Symptoms vary considerably from patient to patient, depending on the subtype of the disease. Focal cryptogenic organizing pneumonia is frequently asymptomatic, whereas idiopathic cryptogenic organizing pneumonia is associated with flu-like symptoms. Cryptogenic organizing pneumonia that is caused by connective tissue disease tends to present with dyspnea and cough. On the other hand, some forms may be exceptionally severe and lead to an acute and rapid progression of the disease. For example, fibrotic types of cryptogenic organizing pneumonia can lead to an acute failure of the respiratory system in a matter of a few days.
Cryptogenic organizing pneumonia has,in general, an insidious onset, with symptoms developing in the space of weeks or sometimes months. It is frequently associated with symptoms of an upper respiratory viral infection such as fatigue, weight loss, and general malaise. Cough is the most common symptom associated with the disease, is not accompanied by expectoration but is persistent in nature . Cryptogenic organizing pneumonia can ultimately result in severe shortness of breath, particularly upon exertion. Other rare symptoms that can occur with the condition include hemoptysis, night sweats, joint pain and chest pain . The physical exam will generally exhibit rales and crackles over the involved areas.
Cryptogenic organizing pneumonia is a diagnosis of exclusion. It usually requires extensive workup, including imaging or even a biopsy . Alveolar opacities that are diffuse, bilateral and situated in the peripheries of the lungs with normal lung volume are typical on x-ray. Some cases, however, may show alveolar opacities on only one side of the lungs. Other rare findings include honeycombing or interstitial opacities that may be nodular or irregular and linear. High-resolutioncCT scan commonly shows consolidation in a patchy pattern. This finding is present in approximately 90% of all cases. In addition, it will show dilatation, thickening of the bronchi and ground-glass, small nodular opacities . Patchy opacities tend to occur in the lower lobes and the peripheries of the lung. Findings on high resolution CT scan tend to be far more extensive than those typically found on X-ray.
Pulmonary function tests yield variable results. Most patients will show a restrictive pattern with a ratio of forced expiratory volume in 1 second to forced vital capacity that is less than 70%. Nonetheless, approximately 21% of cases exhibit an obstructive defect while some may also show no abnormality.
Blood tests are not very useful in this condition. Results are often non-specific and include leukocytosis and elevated erythrocyte sedimentation rate (ESR). The leukocytosis that is present with the disease is not associated with an elevated eosinophil count.

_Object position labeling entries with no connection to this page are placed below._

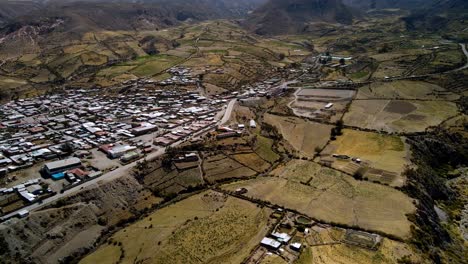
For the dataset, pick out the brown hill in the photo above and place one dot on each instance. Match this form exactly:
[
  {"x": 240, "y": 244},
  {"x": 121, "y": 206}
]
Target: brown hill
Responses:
[{"x": 292, "y": 16}]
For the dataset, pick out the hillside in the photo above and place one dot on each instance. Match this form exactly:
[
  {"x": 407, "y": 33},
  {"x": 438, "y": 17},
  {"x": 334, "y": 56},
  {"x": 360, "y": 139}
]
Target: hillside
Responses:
[{"x": 292, "y": 16}]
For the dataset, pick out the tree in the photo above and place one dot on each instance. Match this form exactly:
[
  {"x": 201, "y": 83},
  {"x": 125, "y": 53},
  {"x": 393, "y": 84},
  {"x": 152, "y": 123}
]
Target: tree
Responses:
[
  {"x": 333, "y": 134},
  {"x": 339, "y": 127},
  {"x": 68, "y": 148}
]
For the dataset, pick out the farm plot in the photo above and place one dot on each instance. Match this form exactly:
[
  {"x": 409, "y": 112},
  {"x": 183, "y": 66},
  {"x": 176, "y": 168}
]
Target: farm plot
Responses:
[
  {"x": 205, "y": 228},
  {"x": 325, "y": 95},
  {"x": 389, "y": 252},
  {"x": 220, "y": 167},
  {"x": 405, "y": 90},
  {"x": 154, "y": 65},
  {"x": 302, "y": 171},
  {"x": 303, "y": 135},
  {"x": 339, "y": 199},
  {"x": 379, "y": 151},
  {"x": 173, "y": 181},
  {"x": 263, "y": 148},
  {"x": 399, "y": 116},
  {"x": 252, "y": 161}
]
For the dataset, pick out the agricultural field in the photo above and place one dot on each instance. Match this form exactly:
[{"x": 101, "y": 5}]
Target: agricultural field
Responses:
[
  {"x": 153, "y": 65},
  {"x": 263, "y": 148},
  {"x": 206, "y": 228},
  {"x": 172, "y": 181},
  {"x": 303, "y": 135},
  {"x": 389, "y": 252},
  {"x": 221, "y": 167},
  {"x": 377, "y": 151},
  {"x": 302, "y": 171},
  {"x": 409, "y": 90},
  {"x": 399, "y": 116},
  {"x": 337, "y": 198}
]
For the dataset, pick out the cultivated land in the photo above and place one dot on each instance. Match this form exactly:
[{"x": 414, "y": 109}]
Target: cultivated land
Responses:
[
  {"x": 389, "y": 252},
  {"x": 339, "y": 199},
  {"x": 303, "y": 135},
  {"x": 405, "y": 90},
  {"x": 399, "y": 116},
  {"x": 377, "y": 151},
  {"x": 398, "y": 81},
  {"x": 206, "y": 228}
]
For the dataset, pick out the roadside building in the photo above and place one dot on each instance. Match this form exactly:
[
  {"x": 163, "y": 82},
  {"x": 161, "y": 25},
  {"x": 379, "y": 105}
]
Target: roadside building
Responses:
[
  {"x": 270, "y": 243},
  {"x": 56, "y": 169},
  {"x": 130, "y": 156},
  {"x": 118, "y": 151},
  {"x": 253, "y": 124}
]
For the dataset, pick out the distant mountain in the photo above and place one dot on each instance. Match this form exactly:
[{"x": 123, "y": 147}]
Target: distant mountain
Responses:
[
  {"x": 439, "y": 15},
  {"x": 292, "y": 16},
  {"x": 382, "y": 4},
  {"x": 122, "y": 14}
]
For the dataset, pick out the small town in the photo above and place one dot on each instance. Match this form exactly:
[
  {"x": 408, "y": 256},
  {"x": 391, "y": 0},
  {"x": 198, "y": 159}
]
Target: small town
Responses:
[{"x": 62, "y": 140}]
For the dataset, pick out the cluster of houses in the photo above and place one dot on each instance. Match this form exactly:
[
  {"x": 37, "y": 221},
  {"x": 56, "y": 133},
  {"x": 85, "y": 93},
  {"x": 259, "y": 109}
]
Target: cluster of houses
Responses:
[
  {"x": 44, "y": 128},
  {"x": 180, "y": 76}
]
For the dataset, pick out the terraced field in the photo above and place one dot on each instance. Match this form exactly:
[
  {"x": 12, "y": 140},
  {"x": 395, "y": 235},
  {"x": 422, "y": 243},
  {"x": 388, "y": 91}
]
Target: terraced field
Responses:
[
  {"x": 205, "y": 228},
  {"x": 338, "y": 199}
]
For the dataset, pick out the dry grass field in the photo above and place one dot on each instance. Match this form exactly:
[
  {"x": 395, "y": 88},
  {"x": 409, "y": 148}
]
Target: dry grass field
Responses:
[
  {"x": 399, "y": 116},
  {"x": 252, "y": 161},
  {"x": 220, "y": 167},
  {"x": 405, "y": 90},
  {"x": 173, "y": 181},
  {"x": 337, "y": 198},
  {"x": 301, "y": 170},
  {"x": 205, "y": 228},
  {"x": 390, "y": 252},
  {"x": 303, "y": 135},
  {"x": 263, "y": 148},
  {"x": 380, "y": 151}
]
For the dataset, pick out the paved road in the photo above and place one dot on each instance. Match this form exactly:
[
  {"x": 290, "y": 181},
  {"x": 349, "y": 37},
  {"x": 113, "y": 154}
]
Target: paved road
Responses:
[{"x": 117, "y": 173}]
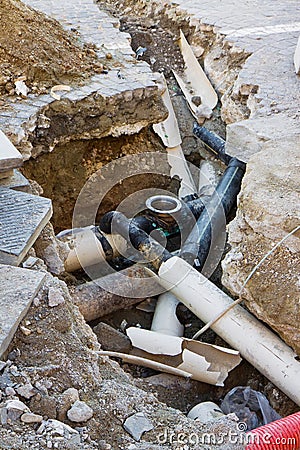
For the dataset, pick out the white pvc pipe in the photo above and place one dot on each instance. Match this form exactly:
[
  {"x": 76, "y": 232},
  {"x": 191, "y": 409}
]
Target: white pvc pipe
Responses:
[
  {"x": 88, "y": 250},
  {"x": 257, "y": 344},
  {"x": 165, "y": 320}
]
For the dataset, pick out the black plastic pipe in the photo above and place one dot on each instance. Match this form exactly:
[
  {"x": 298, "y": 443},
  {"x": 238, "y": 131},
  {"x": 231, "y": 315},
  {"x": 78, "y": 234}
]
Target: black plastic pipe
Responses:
[
  {"x": 213, "y": 142},
  {"x": 212, "y": 221},
  {"x": 153, "y": 252}
]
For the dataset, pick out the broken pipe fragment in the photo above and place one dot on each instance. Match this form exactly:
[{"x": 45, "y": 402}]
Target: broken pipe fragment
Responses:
[
  {"x": 240, "y": 329},
  {"x": 196, "y": 87},
  {"x": 204, "y": 362},
  {"x": 94, "y": 301},
  {"x": 169, "y": 133}
]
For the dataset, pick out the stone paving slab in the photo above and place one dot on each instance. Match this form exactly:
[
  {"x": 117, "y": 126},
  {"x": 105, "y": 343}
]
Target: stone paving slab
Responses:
[
  {"x": 18, "y": 289},
  {"x": 268, "y": 30},
  {"x": 127, "y": 74},
  {"x": 10, "y": 158},
  {"x": 16, "y": 181},
  {"x": 22, "y": 218}
]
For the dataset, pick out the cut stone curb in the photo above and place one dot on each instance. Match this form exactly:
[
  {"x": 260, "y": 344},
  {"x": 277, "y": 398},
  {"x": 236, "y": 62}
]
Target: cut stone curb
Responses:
[
  {"x": 16, "y": 181},
  {"x": 10, "y": 158},
  {"x": 22, "y": 218},
  {"x": 18, "y": 289}
]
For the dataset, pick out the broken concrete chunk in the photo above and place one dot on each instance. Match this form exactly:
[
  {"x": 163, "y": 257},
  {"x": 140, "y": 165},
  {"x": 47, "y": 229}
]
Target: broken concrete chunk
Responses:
[
  {"x": 18, "y": 288},
  {"x": 67, "y": 399},
  {"x": 22, "y": 218},
  {"x": 26, "y": 391},
  {"x": 55, "y": 297},
  {"x": 58, "y": 428},
  {"x": 15, "y": 408},
  {"x": 10, "y": 158},
  {"x": 80, "y": 412},
  {"x": 111, "y": 339},
  {"x": 137, "y": 424},
  {"x": 205, "y": 411},
  {"x": 15, "y": 180},
  {"x": 31, "y": 418},
  {"x": 52, "y": 250}
]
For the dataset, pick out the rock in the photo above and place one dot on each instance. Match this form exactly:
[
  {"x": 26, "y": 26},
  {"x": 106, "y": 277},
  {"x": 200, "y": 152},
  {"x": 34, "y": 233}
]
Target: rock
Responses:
[
  {"x": 137, "y": 424},
  {"x": 26, "y": 391},
  {"x": 45, "y": 406},
  {"x": 15, "y": 408},
  {"x": 31, "y": 418},
  {"x": 51, "y": 250},
  {"x": 268, "y": 210},
  {"x": 18, "y": 289},
  {"x": 112, "y": 339},
  {"x": 55, "y": 297},
  {"x": 80, "y": 412},
  {"x": 67, "y": 399},
  {"x": 10, "y": 392},
  {"x": 205, "y": 411},
  {"x": 58, "y": 428}
]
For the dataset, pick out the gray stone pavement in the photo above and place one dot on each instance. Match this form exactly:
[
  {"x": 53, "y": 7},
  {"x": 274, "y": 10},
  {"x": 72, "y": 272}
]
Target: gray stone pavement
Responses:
[
  {"x": 127, "y": 78},
  {"x": 22, "y": 218},
  {"x": 18, "y": 288},
  {"x": 268, "y": 30}
]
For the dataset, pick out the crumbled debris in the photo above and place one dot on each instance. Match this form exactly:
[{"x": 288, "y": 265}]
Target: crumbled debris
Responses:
[
  {"x": 80, "y": 412},
  {"x": 137, "y": 424}
]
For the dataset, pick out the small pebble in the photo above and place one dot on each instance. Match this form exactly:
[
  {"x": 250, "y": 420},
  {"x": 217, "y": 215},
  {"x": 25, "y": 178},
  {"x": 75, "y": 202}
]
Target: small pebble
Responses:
[
  {"x": 31, "y": 418},
  {"x": 80, "y": 412}
]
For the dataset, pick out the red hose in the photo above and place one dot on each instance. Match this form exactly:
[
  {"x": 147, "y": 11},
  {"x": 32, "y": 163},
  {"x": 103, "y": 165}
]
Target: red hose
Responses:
[{"x": 283, "y": 434}]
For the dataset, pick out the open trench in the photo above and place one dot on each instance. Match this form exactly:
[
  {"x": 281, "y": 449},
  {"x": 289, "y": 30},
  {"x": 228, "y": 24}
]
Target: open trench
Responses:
[{"x": 77, "y": 160}]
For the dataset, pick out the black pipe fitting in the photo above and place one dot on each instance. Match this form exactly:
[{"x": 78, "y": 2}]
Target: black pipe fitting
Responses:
[
  {"x": 213, "y": 142},
  {"x": 140, "y": 240},
  {"x": 212, "y": 221}
]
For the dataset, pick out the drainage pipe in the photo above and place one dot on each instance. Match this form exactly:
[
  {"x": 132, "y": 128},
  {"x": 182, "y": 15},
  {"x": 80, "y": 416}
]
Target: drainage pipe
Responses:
[
  {"x": 212, "y": 221},
  {"x": 94, "y": 300},
  {"x": 213, "y": 142},
  {"x": 91, "y": 247},
  {"x": 257, "y": 344},
  {"x": 165, "y": 320},
  {"x": 283, "y": 434}
]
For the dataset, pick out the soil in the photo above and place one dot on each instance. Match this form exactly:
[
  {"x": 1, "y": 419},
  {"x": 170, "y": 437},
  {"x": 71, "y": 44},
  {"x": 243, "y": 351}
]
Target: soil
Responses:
[
  {"x": 58, "y": 351},
  {"x": 37, "y": 50}
]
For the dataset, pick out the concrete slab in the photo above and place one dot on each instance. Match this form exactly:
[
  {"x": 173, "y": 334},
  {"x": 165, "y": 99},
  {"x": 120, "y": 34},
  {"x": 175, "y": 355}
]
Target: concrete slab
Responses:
[
  {"x": 18, "y": 289},
  {"x": 16, "y": 181},
  {"x": 22, "y": 218},
  {"x": 10, "y": 158}
]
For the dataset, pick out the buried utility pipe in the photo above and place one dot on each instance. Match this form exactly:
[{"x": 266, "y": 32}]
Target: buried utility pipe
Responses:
[
  {"x": 165, "y": 320},
  {"x": 211, "y": 224},
  {"x": 169, "y": 133},
  {"x": 213, "y": 142},
  {"x": 256, "y": 343},
  {"x": 92, "y": 247},
  {"x": 283, "y": 434}
]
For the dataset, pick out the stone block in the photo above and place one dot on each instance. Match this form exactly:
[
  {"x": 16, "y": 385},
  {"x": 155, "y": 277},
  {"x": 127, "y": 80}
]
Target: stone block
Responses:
[
  {"x": 16, "y": 181},
  {"x": 22, "y": 218},
  {"x": 18, "y": 289}
]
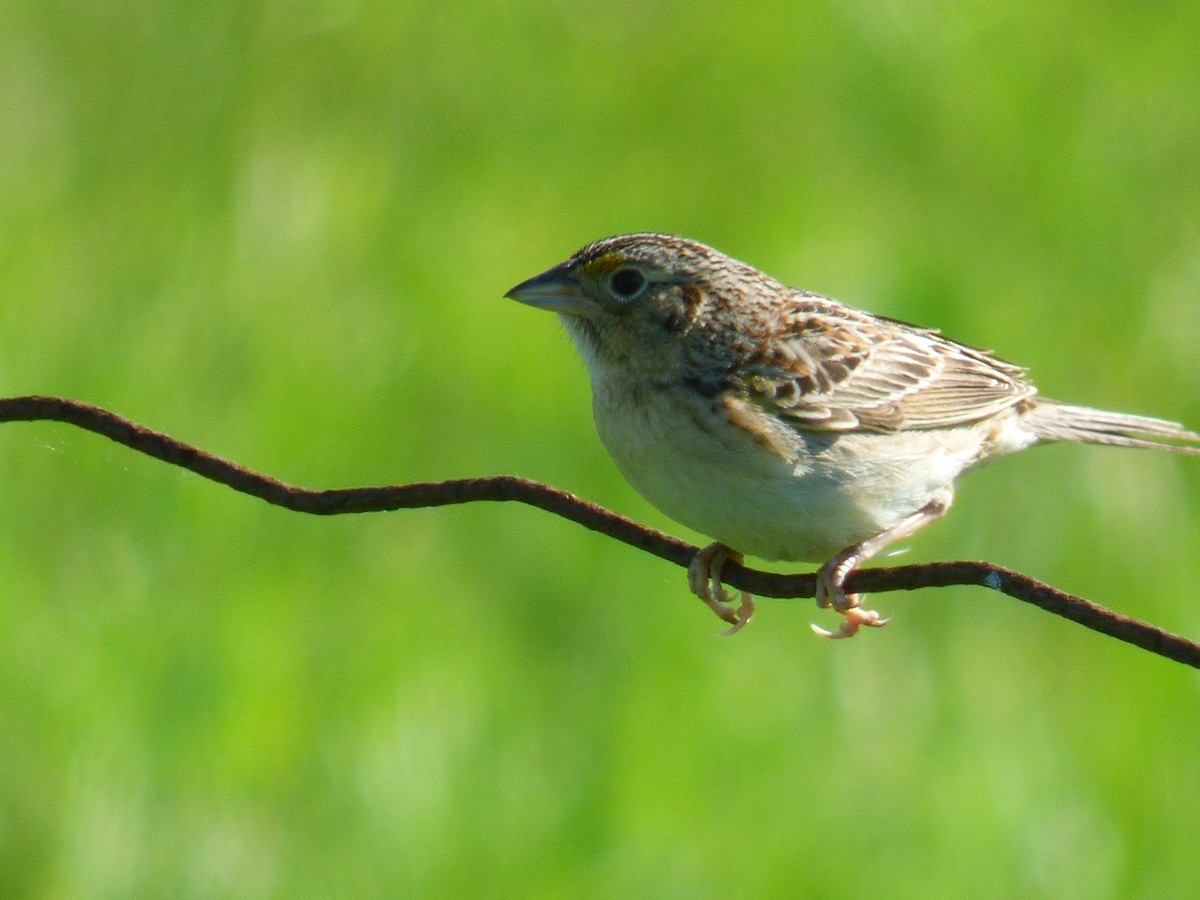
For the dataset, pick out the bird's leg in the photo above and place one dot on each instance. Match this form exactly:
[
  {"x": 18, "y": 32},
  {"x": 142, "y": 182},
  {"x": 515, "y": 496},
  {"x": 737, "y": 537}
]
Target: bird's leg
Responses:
[
  {"x": 705, "y": 580},
  {"x": 832, "y": 576}
]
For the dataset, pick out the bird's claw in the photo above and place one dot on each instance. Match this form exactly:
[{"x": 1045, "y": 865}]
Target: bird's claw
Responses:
[
  {"x": 855, "y": 618},
  {"x": 705, "y": 580}
]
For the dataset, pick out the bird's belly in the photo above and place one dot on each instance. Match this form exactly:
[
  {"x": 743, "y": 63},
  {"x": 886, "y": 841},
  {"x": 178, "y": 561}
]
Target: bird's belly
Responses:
[{"x": 832, "y": 491}]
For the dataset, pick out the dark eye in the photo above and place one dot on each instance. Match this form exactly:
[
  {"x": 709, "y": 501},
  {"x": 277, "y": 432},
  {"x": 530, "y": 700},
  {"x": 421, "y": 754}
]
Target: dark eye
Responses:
[{"x": 627, "y": 283}]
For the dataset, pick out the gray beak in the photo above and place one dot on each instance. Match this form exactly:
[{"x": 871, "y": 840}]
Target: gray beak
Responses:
[{"x": 555, "y": 289}]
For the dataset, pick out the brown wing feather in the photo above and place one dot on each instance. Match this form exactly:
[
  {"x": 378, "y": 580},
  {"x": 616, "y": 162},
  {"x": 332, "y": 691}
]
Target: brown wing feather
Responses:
[{"x": 837, "y": 369}]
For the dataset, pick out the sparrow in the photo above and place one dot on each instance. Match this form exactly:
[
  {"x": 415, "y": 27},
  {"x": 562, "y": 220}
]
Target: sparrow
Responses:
[{"x": 784, "y": 424}]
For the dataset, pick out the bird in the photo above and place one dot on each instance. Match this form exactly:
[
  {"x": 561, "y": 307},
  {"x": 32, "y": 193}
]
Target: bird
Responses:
[{"x": 784, "y": 424}]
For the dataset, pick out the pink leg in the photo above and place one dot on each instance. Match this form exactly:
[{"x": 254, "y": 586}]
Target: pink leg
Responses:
[
  {"x": 705, "y": 580},
  {"x": 832, "y": 576}
]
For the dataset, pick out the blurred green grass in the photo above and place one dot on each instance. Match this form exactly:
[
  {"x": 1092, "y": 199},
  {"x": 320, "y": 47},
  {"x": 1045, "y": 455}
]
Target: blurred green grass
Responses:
[{"x": 282, "y": 232}]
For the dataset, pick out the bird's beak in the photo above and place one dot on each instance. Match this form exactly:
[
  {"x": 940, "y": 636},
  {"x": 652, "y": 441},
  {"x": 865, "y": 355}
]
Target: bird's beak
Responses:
[{"x": 556, "y": 289}]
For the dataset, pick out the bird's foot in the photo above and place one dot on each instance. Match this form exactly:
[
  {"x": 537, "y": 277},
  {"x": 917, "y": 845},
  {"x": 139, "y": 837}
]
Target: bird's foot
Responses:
[
  {"x": 705, "y": 580},
  {"x": 832, "y": 595}
]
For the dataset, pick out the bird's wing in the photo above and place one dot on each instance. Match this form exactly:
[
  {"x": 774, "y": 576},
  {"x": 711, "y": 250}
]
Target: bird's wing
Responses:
[{"x": 831, "y": 367}]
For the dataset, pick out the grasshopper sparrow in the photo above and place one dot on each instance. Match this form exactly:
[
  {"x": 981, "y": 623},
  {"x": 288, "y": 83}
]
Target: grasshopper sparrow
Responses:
[{"x": 784, "y": 424}]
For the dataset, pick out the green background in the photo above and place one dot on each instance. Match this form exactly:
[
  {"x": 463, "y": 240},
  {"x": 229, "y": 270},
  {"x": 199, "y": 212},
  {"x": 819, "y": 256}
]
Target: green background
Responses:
[{"x": 282, "y": 232}]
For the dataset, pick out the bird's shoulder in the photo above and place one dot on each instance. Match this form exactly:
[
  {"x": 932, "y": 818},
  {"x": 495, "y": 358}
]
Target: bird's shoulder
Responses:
[{"x": 827, "y": 366}]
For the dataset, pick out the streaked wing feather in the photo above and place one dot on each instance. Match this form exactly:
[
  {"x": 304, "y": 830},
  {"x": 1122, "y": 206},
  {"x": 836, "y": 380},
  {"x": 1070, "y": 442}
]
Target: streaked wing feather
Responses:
[{"x": 837, "y": 369}]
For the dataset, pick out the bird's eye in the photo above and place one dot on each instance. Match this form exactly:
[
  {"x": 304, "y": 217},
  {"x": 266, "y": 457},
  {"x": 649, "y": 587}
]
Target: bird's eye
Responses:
[{"x": 627, "y": 283}]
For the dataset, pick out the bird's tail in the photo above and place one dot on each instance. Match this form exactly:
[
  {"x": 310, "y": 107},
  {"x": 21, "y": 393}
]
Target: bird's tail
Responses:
[{"x": 1060, "y": 421}]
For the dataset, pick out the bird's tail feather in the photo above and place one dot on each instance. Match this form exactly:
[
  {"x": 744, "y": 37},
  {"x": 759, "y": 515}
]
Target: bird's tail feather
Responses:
[{"x": 1060, "y": 421}]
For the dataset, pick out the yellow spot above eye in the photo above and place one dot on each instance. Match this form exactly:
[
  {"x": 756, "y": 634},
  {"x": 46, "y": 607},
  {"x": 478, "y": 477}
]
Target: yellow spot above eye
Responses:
[{"x": 603, "y": 265}]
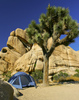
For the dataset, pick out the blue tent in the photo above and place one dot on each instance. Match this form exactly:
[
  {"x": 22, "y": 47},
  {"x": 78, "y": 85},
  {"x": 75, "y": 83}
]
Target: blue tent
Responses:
[{"x": 21, "y": 79}]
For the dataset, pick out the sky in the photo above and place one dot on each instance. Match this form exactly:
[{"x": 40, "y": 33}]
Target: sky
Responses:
[{"x": 19, "y": 14}]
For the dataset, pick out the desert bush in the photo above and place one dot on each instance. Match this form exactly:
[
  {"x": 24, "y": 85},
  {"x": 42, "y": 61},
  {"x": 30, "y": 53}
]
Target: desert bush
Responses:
[{"x": 38, "y": 76}]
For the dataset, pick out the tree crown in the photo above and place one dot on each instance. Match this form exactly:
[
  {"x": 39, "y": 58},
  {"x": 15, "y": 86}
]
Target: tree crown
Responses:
[{"x": 54, "y": 23}]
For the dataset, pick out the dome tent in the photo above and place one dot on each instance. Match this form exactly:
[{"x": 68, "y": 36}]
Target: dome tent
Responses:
[{"x": 21, "y": 79}]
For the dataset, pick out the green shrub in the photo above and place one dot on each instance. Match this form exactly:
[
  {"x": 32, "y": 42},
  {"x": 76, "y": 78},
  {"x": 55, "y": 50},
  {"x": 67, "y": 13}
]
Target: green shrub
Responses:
[{"x": 37, "y": 75}]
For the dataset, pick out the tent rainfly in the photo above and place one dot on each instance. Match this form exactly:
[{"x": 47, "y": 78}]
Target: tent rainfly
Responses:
[{"x": 21, "y": 79}]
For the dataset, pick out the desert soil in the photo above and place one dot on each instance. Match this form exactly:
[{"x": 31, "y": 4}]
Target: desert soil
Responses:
[{"x": 54, "y": 92}]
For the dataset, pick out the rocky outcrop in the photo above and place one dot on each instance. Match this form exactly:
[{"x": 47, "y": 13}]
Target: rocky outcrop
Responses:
[
  {"x": 62, "y": 59},
  {"x": 21, "y": 56},
  {"x": 17, "y": 46}
]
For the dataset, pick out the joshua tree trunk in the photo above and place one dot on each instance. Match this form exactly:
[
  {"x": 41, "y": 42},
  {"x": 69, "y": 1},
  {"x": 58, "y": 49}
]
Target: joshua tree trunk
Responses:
[{"x": 45, "y": 71}]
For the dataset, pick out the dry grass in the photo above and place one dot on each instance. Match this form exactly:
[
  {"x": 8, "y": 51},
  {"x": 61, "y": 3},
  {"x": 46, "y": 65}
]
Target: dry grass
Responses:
[{"x": 67, "y": 79}]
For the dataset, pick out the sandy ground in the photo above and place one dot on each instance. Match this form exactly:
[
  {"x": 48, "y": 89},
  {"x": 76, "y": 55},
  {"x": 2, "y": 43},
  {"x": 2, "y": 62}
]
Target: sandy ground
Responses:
[{"x": 54, "y": 92}]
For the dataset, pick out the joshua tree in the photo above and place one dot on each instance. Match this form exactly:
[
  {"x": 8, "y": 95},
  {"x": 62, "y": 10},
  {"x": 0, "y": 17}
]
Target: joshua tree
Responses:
[{"x": 54, "y": 23}]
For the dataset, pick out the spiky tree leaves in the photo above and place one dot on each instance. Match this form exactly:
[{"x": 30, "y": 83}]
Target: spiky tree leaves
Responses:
[{"x": 54, "y": 23}]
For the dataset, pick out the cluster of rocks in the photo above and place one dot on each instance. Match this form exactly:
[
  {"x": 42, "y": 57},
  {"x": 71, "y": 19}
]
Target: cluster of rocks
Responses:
[{"x": 21, "y": 56}]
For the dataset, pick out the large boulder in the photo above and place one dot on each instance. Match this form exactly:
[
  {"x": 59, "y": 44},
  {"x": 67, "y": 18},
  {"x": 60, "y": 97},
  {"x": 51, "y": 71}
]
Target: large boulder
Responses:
[
  {"x": 6, "y": 91},
  {"x": 17, "y": 46}
]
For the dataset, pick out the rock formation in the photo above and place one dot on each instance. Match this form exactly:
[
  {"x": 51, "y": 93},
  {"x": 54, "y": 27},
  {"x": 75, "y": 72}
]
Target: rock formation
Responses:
[
  {"x": 17, "y": 46},
  {"x": 18, "y": 56}
]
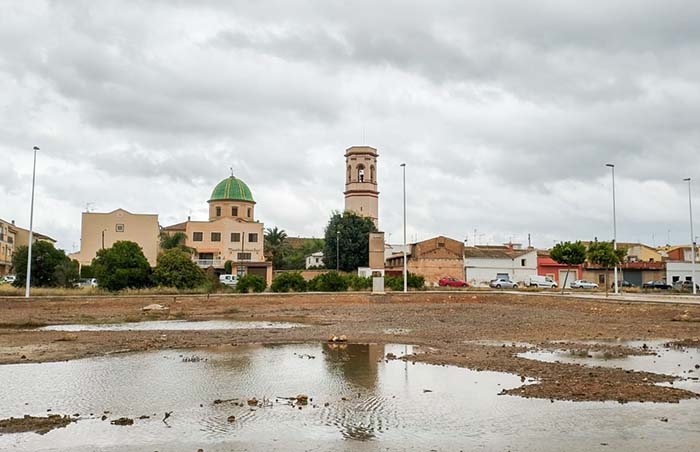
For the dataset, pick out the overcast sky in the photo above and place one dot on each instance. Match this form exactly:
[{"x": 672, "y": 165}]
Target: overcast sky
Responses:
[{"x": 505, "y": 112}]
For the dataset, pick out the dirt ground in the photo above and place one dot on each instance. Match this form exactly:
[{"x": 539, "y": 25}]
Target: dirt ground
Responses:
[{"x": 481, "y": 331}]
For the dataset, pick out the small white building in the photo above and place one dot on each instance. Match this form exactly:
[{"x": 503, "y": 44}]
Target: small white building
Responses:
[
  {"x": 681, "y": 271},
  {"x": 485, "y": 263},
  {"x": 314, "y": 260}
]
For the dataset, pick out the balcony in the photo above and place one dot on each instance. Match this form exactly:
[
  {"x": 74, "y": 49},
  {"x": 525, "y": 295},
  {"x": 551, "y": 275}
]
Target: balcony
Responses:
[{"x": 206, "y": 263}]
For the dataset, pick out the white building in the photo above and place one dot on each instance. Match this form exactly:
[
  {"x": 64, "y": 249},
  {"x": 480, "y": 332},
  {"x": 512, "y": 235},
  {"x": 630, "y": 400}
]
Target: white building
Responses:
[
  {"x": 681, "y": 271},
  {"x": 314, "y": 260},
  {"x": 485, "y": 263}
]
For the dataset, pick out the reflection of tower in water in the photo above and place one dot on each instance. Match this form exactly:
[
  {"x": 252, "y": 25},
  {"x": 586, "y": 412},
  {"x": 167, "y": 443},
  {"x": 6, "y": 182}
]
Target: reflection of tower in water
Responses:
[{"x": 355, "y": 363}]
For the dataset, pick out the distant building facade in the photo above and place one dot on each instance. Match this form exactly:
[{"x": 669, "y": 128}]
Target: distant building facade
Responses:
[
  {"x": 230, "y": 234},
  {"x": 101, "y": 230}
]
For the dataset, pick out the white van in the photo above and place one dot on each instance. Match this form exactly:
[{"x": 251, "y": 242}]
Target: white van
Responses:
[
  {"x": 228, "y": 280},
  {"x": 542, "y": 281}
]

Biopsy is sometimes necessary to diagnose the disease. Characteristic findings are increased proliferation of granulation tissue as well as evidence of chronic inflammation. Nonetheless, when changes are focal, they are more likely to be associated with various other lung diseases such as hypersensitivity pneumonitis, eosinophilic pneumonia, idiopathic pulmonary fibrosis, infections, lymphoma, vasculitis or pulmonary disease caused by drug sensitivity.
Bronchoalveolar lavage may reveal the presence of plasma cells, mast cells and foamy macrophages. Overall, there is an elevation in the number of activated T cells that exhibit HLA-DR and CD25 expression.
Treatment for cryptogenic organizing pneumonia consists of steroids, although some cases may require resection, especially for focal organizing pneumonia. Unfortunately, spontaneous improvement occurs only rarely .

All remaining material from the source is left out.